Fraction of vapor present in an ideal solution

1. Nov 3, 2013

zaboda42

Suppose A and B form an ideal solution under a piston. The vapor pressure of pure A is 300 mmHg and that of pure B is 800 mmHg (at the same temperature). If the piston maintains 700 mmHg, what fraction of vapor is present in a 40 mole% A and 60 mole% B mixture.

The answer is "there is no vapor present," but I'm having trouble understanding why. Wouldn't the B substance boil, and thus be released as vapor?

2. Nov 3, 2013

hjelmgart

I think you should look at Raoult's law for ideal mixtures of liquids.

You need to find the total vapor pressure of the mixture, and see if it is larger or lower than the pressure in the piston. When the gasses mix, they gain colligative properties, which depend on the number of molecules of each substance.

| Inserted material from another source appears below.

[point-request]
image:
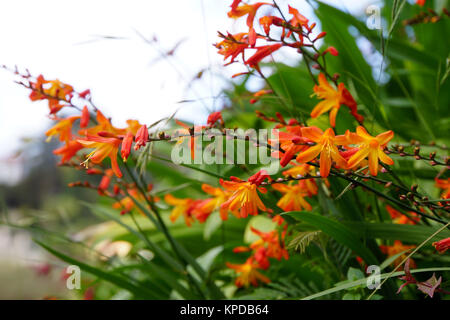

You do this with Raoult's law, where you find the partial vapor pressures of A and B, then you simply add them. You can use Raoult's law, because they form an ideal solution.

3. Nov 3, 2013

zaboda42

So if the piston was at 300 mmHg, there would be some vapor?

4. Nov 3, 2013

Staff: Mentor

Using Raoult's law, what would be the partial pressures of A and B above a solution containing 40% A and 60 % B if both liquid and vapor were present? What total pressure would this imply? This is the only pressure that would be consistent with a 40/60 solution of A and B at the temperature at which the equilibrium vapor pressure of A is 300 mm and the equilibrium vapor pressure of B is 800 mm (given that both vapor and liquid are present).

Chet

5. Nov 4, 2013

hjelmgart

If you have trouble understanding it, you can always try to look at an example. As you may know, water gets its high boiling point due to hydrogen bonds.

If you mix water and say ethanol, which form an ideal mixture, you gain a new collective boiling point for the entire mixture. Also the density will change. This is due to new hydrogen bonds between water and ethanol. The amount of these bindings, depend on the mixing ratio. So even if it is just a small amount of either it substance, it will change many properties a little bit as well.

You can always Google this along with Raoults law to find out, how this effects the vapor pressure, and how you calculate it.

Of course not many liquids form ideal mixtures, as you probably know. Oil and water for instance do not mix, so they would not experience those physical changes.

Last edited: Nov 4, 2013